Reflexões performativas sobre a revolta e a revolução nas marchas de 2013

por Fernando Botton
Professor de História, UESPI
Brasil

  • 2013 – Ruídos

Senti que o pavio de um barril de pólvora foi acesso quando foram anunciados reajustes na tarifa do transporte público em muitas capitais brasileiras. Os poucos centavos de aumento forçaram a população mais carente a desembolsar até 40% de seu salário mínimo apenas para locomoção pessoal. O sentimento de humilhação evoluiu para um estado de indignação, fúria e revolta, conduzindo milhões de pessoas a tomarem as ruas em protesto. Não se tratava de uma especificidade brasileira, o mundo vivia sob a esteira da Primavera Árabe, do Ocuppy Wall Street, dos Anonymous, dos indignados espanhóis e da refrescante euforia com a preemente possibilidade de mudar algo do mundo por meio da reivindicação popular. Na ocasião em que tais marchas foram deflagradas eu estudava em Curitiba e estava em meio a uma aula sobre Martin Heidegger, bastante incomodado com a dissonância entre as ideias abstratas da nossa torre de marfim e aquilo que ocorria nas ruas.

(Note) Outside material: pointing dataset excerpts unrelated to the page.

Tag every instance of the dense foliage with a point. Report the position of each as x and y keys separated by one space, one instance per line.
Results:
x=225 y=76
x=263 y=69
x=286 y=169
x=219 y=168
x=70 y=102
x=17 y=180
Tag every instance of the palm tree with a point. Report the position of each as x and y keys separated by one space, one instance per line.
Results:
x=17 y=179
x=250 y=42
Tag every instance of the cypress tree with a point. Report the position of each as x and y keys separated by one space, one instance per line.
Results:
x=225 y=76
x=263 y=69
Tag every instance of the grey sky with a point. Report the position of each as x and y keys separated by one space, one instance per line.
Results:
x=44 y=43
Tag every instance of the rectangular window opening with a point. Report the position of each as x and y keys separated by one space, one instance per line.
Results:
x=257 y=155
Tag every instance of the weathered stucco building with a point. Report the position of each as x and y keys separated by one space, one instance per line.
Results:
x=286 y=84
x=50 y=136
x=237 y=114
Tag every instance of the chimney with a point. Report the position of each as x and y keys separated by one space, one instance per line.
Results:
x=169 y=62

No dia posterior faltei às aulas de filosofia para participar dos protestos, ao chegar nos agrupamentos fiquei absolutamente atordoado com a polifonia das pautas elencadas. Eram movimentos de muitas pessoas indignadas, cansadas e revoltadas com muitas coisas: o aumento da tarifa era apenas uma parte, também havia quem se posicionasse contra os impostos, a política tradicional, a presidenta, a copa do mundo, os outros movimentos participantes, o excesso de violência policial, a insegurança pública, a grande mídia, além daqueles que, ao não saberem exatamente o motivo de sua revolta, marchavam contra tudo que consideravam errado. Na ocasião, meu pragmatismo político me deixara completamente decepcionado ao conceber que aquela marcha com potencialidades revolucionárias fora eclipsada tanto por uma quantidade de pautas individualistas que tentavam se apropriar simbolicamente daquelas revoltas com o objetivo de faturar ganhos eleitorais ou midiáticos, até mesmo para promover pautas fascistas e antipolíticas.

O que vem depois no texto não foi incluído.